Hernandez Stroud (born August 31, 1988) is a senior counsel for the Justice Program at the Brennan Center for Justice at New York University School of Law. An expert on prisons and jails and constitutional law, he researches and drafts criminal justice policy reforms at the federal level; he also studies federal judicial intervention into state prisons and local jails, particularly court takeovers of correctional institutions through receivership. He serves as an adjunct assistant professor at Columbia University and the New York University School of Law. He is also an affiliated fellow at Yale Law School.

== Early life and education ==
Hernandez D. Stroud was born on August 31, 1988, in Huntsville, Alabama, where he was raised by his parents and grandparents. The first in his family to graduate from college, he attended the University of Alabama at Birmingham on full merit-based scholarships, graduating with a Bachelor of Arts with university and departmental honors in history and political science in 2010. He was elected president of the Student Government Association. After college, Stroud earned a Master of Science in education policy from the University of Pennsylvania in 2012. While at Penn, Stroud also taught history and government as a full-time high schoolteacher at Boys' Latin of Philadelphia Charter School in West Philadelphia, Pennsylvania through Teach for America. After Penn and Teach for America, Stroud received his Juris Doctor from Washington and Lee University School of Law in 2015. He won the Randall P. Bezanson Award at graduation.

== Professional career ==
After law school, Stroud earned a fellowship at Yale Law School from 2015 to 2016. There, he studied and lectured on constitutional and criminal-law implications of state responses to drug addiction during pregnancy; he also advised several state and local governments on a range of criminal legal matters. During his fellowship at Yale Law, he also served as acting director of policy for former Mayor Toni Harp of the City of New Haven, Connecticut. After working at Yale and for New Haven, he served as a law clerk for Judge Madeline Hughes Haikala of the United States District Court for the Northern District of Alabama from 2016 to 2017. After clerking for Haikala, Stroud returned to Washington and Lee Law as a professor, teaching civil rights, statutory interpretation, and advanced legal writing.

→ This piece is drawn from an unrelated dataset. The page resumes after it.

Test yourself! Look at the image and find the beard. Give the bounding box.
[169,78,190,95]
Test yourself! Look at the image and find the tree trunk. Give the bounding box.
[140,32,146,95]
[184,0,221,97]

Stroud then worked as a law clerk to Judge O. Rogeriee Thompson of the United States Court of Appeals for the First Circuit from 2018 to 2019. After clerking for Thompson, from to 2019 to 2020, Stroud joined the Boston College Law School faculty as the inaugural Robert F. Drinan Visiting Assistant Professor of Law. He taught civil rights and advanced legal writing.

== Personal life ==
Stroud was on the Forbes 30 Under 30 list for 2018.